Hi guys, I have been searching high & low for the best prices & deals for base oils & soap making supplies online. But after reading forums I have saw some soapers mention that they drive to a local supplier to pick up their supplies & that got me to thinking "is there a wholesaler or retailer near me?" I am located in Alvin Texas close to Houston & wanted to know if anyone had a good supplier that is located near me? I know about the SAMs/Costco/Walmart deals for olive oils & coconut oils but would love to find a place local or near by to purchase my butters, Micah, EO, FO & even lye. Any recommendations are well appreciated! Thanks in advance!!!


----------



## earlene (Jun 16, 2016)

rxtellez said:


> Hi guys, I have been searching high & low for the best prices & deals for base oils & soap making supplies online. But after reading forums I have saw some soapers mention that they drive to a local supplier to pick up their supplies & that got me to thinking "is there a wholesaler or retailer near me?" I am located in Alvin Texas close to Houston & wanted to know if anyone had a good supplier that is located near me? I know about the SAMs/Costco/Walmart deals for olive oils & coconut oils but would love to find a place local or near by to purchase my butters, Micah, EO, FO & even lye. Any recommendations are well appreciated!

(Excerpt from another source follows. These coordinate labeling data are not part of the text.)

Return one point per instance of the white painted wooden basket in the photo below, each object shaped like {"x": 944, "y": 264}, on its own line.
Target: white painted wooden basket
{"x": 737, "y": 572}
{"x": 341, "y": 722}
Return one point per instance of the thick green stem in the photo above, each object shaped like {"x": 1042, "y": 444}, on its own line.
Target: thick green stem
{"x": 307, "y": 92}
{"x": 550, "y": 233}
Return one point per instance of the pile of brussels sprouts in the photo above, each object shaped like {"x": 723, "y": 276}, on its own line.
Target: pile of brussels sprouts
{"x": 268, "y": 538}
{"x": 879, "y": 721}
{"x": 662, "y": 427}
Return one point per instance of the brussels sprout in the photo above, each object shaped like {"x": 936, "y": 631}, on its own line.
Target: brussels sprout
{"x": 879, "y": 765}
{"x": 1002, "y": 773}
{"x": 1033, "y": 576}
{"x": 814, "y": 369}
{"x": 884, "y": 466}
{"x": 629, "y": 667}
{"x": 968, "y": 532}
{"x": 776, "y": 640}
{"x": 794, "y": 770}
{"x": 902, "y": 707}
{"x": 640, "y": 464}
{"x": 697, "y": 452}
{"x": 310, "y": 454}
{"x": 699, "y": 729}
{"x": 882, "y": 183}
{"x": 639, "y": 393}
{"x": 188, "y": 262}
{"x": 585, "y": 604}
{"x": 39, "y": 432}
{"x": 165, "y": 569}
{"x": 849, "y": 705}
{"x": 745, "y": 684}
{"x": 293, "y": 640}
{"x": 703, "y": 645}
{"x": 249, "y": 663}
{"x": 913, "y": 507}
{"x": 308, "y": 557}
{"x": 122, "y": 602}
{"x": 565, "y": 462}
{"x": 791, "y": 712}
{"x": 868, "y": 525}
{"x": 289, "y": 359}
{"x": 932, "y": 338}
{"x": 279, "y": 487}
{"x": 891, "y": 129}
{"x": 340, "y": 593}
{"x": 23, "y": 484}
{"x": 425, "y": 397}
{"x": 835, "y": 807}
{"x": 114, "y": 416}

Thanks in advance!!!



See this thread.  It is OLD, but it may help narrow down your search.


----------



## Susie (Jun 16, 2016)

Essential Depot does not allow pick up at the Shoreacres, TX location.  Which is a shame.  

If you are purchasing essential oils, and just need a small amount (and are willing to pay WAY too much), you can buy EOs at health food stores.  

I have contacted http://www.texascandlesupply.net/candle-fragrance-oils/index.php to see if they allow pick up.  It would be awesome if they did, as I am less than an hour away from them.


----------



## PuddinAndPeanuts (Jun 16, 2016)

I'm not sure where in Texas they're located, but check out Lonestar Candle Supply.  I don't recall what supplies they have that pertain to bath and body though- might just be jars and fragrance oils (have them check to see if a scent u want is body safe).


----------



## Susie (Jun 16, 2016)

Lone Star Candle Supply is located close to Fort Worth, so it is many hours from Houston.


----------